How to Do It is Slate’s sex advice column. Have a question? Send it to Stoya and Rich here. It’s anonymous!
Dear How to Do It,
I recently finalized a divorce, after having been married to my wife for 10 years, and am now back on the dating scene. I’m mostly looking to have casual sex with someone I can connect with more than once. The problem is I went on a few dates with this one woman, and after a night of drinking, we had sex. It was great, but then I did something that really embarrassed me.
I inexplicably started crying. It was my first time having sex with anyone other than my wife and I guess it just hit me at that moment. She was really nice about it, and I hope we can patch things up. But it’s so awkward and I really don’t want that to happen again. How do I keep these particular waterworks out of it?
—Teared Up
Dear Teared Up,
How do you stop an automatic emotional reaction that you never wanted to present in the first place? I don’t know if you can. This was a sincere moment. Your feelings were indicating something that your brain didn’t realize. Maybe you weren’t really ready for this kind of contact after all that happened.

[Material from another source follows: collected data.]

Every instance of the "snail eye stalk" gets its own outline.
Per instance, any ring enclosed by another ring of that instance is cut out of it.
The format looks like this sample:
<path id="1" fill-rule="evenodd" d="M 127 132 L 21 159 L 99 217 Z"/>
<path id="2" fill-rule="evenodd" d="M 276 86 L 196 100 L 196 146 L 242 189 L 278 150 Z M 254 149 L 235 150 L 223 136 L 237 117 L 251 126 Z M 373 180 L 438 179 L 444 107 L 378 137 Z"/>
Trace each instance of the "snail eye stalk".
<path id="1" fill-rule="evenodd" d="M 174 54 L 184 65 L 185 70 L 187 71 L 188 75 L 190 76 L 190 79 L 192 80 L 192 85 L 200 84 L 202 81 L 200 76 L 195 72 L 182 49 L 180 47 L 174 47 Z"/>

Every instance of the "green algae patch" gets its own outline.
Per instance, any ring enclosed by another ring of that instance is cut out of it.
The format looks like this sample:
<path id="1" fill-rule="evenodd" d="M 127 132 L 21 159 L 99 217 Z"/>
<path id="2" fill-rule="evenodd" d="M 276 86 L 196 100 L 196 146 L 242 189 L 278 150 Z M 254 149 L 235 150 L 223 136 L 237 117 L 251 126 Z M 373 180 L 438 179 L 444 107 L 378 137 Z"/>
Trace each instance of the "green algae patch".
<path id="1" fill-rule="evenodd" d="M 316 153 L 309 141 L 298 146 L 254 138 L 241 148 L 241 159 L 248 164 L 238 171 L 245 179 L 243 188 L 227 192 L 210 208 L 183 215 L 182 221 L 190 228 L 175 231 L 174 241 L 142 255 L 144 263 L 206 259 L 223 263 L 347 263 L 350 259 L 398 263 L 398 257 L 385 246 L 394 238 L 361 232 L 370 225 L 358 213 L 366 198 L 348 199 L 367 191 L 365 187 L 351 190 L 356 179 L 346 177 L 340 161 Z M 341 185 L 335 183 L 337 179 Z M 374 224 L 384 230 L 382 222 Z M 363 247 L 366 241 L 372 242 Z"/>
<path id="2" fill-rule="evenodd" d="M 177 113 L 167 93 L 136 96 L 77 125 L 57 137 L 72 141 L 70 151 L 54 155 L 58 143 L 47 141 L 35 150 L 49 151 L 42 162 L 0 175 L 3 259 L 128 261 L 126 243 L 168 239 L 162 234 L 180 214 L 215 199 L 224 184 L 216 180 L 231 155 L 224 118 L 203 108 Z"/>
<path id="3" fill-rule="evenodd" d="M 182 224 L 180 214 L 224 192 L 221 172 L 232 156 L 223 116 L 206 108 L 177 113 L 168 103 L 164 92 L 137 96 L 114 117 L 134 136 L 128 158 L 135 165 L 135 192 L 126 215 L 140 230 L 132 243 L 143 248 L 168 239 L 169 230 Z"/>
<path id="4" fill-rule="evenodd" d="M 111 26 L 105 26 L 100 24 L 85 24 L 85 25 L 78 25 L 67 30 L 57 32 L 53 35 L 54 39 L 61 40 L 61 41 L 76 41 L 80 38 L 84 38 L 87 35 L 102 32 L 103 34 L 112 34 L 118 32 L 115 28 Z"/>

Or maybe part of you was ready for it and another part of you wasn’t. Ambivalence is the norm for a lot of situations. Our feelings can conflict and we may not even realize it until they’re pouring out of us. Maybe the first post-divorce sex was just so momentous that your emotions followed suit and outpoured. Showing someone this side of you may feel vulnerable, even unsafe. It may even come off as taboo if you’re a guy. Casual partners may feel it’s too much. But not everyone will want to banish you for having feelings, even if they run deep and come out in a surprising display. In fact, if someone handles that kind of emotional release well, that says a lot about them—like that they’re a safe person for you to be yourself with. That might be asking too much of a casual hookup, but anyone who approached your feelings with curiosity and empathy could be healing for you right now.
I think you just have to feel your way through. This could have been a first-time thing. Maybe not. You won’t know until you experience it more. Given the way that drinking can tease out emotions, I’d lay off the sauce next time you think that whatever you’re doing may lead to sex. It would be great if the fix were so easy as to subtract that one thing. If not, just give it time and seek out compassionate partners who can accept your emotions. Take your time and, most importantly, accept yourself.